In amongst the skeletal branches of a blackthorn bush a great tit sang out. I couldn’t see him but could hear him very well. Stephen Moss describes the plight of small birds in winter with feeling in his book Wild Hares and Hummingbirds. I am reading it as part of my new year’s resolution to get back to seasonality and simplicity. Wild Hares and Hummingbirds is subtitled The Natural History of an English Village and takes its inspiration from Gilbert White’s seminal text The Natural History of Selbourne. Much to my shame I have a beautiful illustrated version of White’s book but have only ever managed to get about a quarter of the way into it. I need to give it another go. Wild Hares and Hummingbirds is much more readable and in it Moss looks in depth at the wildlife of his home parish of Mark, in Somerset, a chapter for each month of the year.

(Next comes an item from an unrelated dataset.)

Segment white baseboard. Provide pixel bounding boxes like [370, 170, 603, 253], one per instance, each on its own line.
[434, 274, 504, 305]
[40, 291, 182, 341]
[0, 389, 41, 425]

It probably isn’t often that a Somerset winter has much in common with a Scottish one, but Moss takes a year that sees the UK in the grip of the worst winter for 30 years, so as I delved into the first chapter, the snow-covered Somerset levels were matched by a thick blanket of snow outside. It’s funny how seeing the frozen landscape of Moss’ home parish through his eyes gave me new eyes to see my own surroundings. I loved the way he talked about the snow acting like a natural uplighter, bringing a brilliant clarity to the features of familiar species. He talks about the Norman church in Mark, and the yews there being home to the tiny goldcrest, who survives winter on the thousands of minute insects that live on them. Moss says that yews have long been associated with sacred ground because of their longevity (they are some of the most ancient living things in the UK) and the poisonous quality of their leaves and berries, which discouraged grazing on church grounds. On the school run, we pass a ruined church that dates back to the 1220s. This morning the yews stood out in all their dense green darkness as if I had never seen them before. I wondered if there might be a gold crest somewhere nearby.
As we headed up the hill to school Little Owl suddenly pointed upwards. “The birds are making a ‘s’ Mummy,” she called. Against the clear blue sky there was a skein of birds, so high up it was impossible to tell what they were, but for all the world like a beautiful hand-written ‘s’ that flowed and coiled with their movement. I love that she’s noticing nature in action around her. I’m enjoying keeping my new year’s resolution but it’s all the better for sharing.